Stewart takes her calls around the clock and can put her at ease. “Immediately,” she said. She once called him from California to say she was having a rough day. “He let me babble and babble and babble until I got it all out.”
The Hall of Heroes provides further comfort. Going there and seeing all the pictures of the fallen alongside her boy’s, she said, “It hits you, like, ‘Oh, my gosh, it’s not only my child.’ … He is in such great company.”

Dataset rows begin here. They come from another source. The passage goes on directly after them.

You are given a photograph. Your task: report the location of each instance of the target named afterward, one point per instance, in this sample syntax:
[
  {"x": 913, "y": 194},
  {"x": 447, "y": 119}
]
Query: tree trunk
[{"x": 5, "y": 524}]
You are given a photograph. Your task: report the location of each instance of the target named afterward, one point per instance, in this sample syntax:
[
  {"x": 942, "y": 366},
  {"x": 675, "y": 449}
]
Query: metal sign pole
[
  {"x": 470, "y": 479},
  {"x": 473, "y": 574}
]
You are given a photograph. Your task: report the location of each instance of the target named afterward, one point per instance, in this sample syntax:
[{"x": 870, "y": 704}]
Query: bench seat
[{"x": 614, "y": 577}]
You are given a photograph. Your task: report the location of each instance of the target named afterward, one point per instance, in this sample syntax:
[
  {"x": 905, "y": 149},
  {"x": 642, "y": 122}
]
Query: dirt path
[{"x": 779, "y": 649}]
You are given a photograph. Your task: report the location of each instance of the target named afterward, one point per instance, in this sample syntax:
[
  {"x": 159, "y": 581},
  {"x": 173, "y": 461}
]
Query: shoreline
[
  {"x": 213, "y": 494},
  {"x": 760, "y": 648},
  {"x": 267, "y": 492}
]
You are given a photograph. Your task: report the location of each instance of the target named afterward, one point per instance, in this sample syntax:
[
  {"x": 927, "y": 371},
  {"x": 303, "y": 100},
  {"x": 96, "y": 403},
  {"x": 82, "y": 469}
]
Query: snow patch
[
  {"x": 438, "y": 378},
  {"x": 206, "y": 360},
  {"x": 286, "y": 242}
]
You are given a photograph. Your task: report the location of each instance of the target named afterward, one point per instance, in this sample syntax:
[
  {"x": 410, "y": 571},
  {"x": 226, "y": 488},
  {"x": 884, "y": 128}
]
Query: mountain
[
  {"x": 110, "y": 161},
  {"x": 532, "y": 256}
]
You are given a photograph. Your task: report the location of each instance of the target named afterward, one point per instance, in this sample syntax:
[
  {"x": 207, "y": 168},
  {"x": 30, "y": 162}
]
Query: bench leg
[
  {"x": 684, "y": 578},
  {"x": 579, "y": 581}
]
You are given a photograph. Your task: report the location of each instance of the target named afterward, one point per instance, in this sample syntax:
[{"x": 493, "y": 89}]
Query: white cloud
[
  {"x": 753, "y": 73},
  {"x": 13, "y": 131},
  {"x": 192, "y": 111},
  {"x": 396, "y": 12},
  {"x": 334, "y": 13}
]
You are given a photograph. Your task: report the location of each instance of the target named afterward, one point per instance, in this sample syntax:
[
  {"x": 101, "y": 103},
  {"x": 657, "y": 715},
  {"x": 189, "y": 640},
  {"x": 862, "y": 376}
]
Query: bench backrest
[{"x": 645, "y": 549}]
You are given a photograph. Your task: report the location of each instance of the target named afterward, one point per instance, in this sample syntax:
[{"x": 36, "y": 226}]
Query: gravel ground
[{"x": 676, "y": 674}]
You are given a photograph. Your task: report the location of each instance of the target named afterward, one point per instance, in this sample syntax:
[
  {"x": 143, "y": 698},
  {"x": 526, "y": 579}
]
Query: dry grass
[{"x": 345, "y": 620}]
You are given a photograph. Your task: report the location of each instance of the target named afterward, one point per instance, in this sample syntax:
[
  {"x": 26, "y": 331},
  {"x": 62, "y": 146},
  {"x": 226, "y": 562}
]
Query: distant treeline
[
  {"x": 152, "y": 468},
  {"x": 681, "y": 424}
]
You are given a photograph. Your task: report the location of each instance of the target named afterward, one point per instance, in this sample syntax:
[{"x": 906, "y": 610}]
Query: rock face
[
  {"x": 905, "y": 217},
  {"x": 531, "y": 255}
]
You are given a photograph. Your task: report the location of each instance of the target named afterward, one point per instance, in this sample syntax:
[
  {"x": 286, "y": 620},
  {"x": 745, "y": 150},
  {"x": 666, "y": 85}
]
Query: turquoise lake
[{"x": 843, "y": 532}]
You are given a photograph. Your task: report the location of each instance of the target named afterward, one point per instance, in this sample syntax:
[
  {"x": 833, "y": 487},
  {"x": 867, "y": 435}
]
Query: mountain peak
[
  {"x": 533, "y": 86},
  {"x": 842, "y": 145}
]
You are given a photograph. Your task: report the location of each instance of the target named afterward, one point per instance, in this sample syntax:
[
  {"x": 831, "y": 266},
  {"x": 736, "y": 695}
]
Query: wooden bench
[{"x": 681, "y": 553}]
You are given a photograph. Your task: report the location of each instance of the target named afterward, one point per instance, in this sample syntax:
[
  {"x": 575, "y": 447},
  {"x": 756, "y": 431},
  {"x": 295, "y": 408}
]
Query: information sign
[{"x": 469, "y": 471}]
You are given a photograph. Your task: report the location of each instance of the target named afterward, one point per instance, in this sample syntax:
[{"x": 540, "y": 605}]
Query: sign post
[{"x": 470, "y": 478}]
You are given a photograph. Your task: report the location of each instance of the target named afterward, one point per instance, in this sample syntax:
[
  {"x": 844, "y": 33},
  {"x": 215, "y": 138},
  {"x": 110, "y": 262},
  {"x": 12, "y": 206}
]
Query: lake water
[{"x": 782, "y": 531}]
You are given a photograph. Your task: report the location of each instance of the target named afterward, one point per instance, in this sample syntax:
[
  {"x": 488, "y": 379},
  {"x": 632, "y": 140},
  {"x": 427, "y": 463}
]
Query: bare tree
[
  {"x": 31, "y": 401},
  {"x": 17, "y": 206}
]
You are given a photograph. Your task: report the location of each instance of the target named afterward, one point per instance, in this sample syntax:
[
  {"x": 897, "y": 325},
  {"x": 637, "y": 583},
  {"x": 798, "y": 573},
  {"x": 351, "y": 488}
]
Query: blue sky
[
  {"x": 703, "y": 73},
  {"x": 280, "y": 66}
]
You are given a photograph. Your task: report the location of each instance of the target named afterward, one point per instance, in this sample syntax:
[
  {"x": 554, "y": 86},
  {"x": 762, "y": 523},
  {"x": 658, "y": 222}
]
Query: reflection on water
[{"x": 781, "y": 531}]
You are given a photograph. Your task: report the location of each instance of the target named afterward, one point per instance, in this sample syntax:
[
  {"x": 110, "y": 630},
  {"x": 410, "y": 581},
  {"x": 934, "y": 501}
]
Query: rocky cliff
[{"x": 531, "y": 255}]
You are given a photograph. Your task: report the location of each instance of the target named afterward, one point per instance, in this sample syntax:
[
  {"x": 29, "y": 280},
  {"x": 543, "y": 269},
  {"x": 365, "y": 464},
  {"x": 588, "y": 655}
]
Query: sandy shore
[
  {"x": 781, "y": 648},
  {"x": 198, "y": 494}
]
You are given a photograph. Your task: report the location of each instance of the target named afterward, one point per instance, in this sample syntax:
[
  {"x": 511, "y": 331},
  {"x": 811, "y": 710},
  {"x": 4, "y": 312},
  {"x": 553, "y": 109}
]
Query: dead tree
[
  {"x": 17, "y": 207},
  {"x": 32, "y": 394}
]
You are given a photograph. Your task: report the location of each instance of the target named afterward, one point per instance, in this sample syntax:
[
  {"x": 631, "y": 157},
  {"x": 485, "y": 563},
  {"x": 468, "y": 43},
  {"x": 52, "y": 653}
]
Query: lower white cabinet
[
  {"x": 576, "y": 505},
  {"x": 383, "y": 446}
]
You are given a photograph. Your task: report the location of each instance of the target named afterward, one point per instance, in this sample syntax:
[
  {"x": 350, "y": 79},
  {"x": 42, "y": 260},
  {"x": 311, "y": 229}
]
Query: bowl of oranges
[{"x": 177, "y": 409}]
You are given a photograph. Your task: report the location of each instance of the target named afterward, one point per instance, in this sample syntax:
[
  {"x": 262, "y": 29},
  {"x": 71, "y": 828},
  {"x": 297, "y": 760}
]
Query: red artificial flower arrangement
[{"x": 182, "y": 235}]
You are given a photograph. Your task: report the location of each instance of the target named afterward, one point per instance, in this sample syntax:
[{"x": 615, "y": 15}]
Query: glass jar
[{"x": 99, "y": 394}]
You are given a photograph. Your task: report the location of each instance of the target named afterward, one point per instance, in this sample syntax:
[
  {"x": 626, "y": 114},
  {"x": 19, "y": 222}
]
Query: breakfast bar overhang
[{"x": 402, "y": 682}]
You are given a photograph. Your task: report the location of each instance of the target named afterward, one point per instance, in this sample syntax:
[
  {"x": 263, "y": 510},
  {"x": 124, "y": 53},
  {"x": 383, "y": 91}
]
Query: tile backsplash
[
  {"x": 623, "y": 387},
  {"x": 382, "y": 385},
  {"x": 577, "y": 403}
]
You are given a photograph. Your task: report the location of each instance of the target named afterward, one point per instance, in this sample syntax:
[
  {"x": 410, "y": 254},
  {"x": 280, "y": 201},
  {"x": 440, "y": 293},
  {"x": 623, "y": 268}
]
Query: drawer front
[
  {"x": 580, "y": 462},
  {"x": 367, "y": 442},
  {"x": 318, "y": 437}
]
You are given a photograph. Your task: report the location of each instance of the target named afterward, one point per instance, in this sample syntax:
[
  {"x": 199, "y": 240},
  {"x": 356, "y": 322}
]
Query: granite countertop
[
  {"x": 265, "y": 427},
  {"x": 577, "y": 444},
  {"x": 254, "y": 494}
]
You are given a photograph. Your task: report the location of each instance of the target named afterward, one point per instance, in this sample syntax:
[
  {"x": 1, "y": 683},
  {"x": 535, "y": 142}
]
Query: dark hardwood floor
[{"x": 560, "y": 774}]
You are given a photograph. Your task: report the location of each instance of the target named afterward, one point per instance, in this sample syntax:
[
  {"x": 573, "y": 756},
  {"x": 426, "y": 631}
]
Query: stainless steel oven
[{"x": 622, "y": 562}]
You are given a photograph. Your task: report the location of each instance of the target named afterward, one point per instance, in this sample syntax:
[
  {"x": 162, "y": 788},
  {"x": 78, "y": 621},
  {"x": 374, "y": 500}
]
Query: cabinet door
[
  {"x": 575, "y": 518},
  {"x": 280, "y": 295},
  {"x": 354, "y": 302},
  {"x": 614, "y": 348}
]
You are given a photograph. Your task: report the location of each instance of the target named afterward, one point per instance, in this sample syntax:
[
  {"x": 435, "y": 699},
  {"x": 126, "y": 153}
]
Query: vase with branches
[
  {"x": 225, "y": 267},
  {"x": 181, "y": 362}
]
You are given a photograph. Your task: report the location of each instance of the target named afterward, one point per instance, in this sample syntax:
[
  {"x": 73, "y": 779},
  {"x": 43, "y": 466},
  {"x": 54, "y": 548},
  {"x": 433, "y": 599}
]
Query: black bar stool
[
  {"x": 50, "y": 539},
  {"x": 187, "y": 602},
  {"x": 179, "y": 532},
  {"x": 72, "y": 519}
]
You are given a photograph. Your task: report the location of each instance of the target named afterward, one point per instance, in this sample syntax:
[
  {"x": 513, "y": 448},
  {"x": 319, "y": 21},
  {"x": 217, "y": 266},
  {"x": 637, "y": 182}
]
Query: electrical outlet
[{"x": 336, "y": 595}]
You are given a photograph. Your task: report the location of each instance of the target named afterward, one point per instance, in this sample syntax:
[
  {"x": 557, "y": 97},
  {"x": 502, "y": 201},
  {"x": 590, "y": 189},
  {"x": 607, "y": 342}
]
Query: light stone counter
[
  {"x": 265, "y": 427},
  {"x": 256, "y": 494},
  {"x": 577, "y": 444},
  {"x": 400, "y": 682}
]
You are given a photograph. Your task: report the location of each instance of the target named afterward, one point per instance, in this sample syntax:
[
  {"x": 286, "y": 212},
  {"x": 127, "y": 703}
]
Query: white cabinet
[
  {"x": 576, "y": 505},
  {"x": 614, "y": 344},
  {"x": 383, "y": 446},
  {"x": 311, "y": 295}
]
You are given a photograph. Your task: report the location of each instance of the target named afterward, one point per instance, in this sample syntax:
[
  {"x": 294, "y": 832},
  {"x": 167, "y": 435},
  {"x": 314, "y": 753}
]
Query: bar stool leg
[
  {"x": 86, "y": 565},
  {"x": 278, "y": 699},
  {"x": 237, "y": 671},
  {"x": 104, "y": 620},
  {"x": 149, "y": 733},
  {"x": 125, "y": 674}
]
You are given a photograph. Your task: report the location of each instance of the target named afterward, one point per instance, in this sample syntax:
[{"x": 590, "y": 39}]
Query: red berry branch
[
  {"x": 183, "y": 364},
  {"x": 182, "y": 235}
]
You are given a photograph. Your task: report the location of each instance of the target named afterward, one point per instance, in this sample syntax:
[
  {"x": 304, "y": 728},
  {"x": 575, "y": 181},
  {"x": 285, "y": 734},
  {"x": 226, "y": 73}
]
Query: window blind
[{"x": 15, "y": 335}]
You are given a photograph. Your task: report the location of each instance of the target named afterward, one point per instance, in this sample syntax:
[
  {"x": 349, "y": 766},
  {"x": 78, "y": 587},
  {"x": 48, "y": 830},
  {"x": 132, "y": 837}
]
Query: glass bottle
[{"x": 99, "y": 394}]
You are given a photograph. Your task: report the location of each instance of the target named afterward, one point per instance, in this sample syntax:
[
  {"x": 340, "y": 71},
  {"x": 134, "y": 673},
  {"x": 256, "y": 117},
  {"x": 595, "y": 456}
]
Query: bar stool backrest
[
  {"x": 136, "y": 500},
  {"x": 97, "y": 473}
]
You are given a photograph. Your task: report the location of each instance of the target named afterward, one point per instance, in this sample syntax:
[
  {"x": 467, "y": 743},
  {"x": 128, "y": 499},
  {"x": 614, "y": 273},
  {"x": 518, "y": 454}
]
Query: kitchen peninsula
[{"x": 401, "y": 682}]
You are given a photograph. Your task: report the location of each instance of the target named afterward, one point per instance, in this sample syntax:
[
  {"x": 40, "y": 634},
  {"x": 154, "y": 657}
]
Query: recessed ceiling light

It has been nearly 16 years to the day that she last spoke to her son. They were on the phone. He was in Kandahar. It was Memorial Day weekend 2010. Jonathan was killed June 1.
Susan, as a mother might, told him, “I wish I could see your eyes.” They were blue. Jonathan, as a soldier or a 20-something might, said, “OK, mom, gotta go.” And that was it.
He had always told her, even as a child, that he did not expect to live a long life, that he was never growing old. She sobbed recently when she spoke of this. “Oh, damn,” she said, pushing back tears.
But here is why she keeps going, why she wants the lives of the fallen shared far and wide.
“The story has to be told because a lot of the general public forget what Memorial Day is about. They forget about all the fallen children,” she said. “Whether they’re 18 or 80, they’re somebody’s child or husband or wife. They’re someone that signed their life away to protect America.”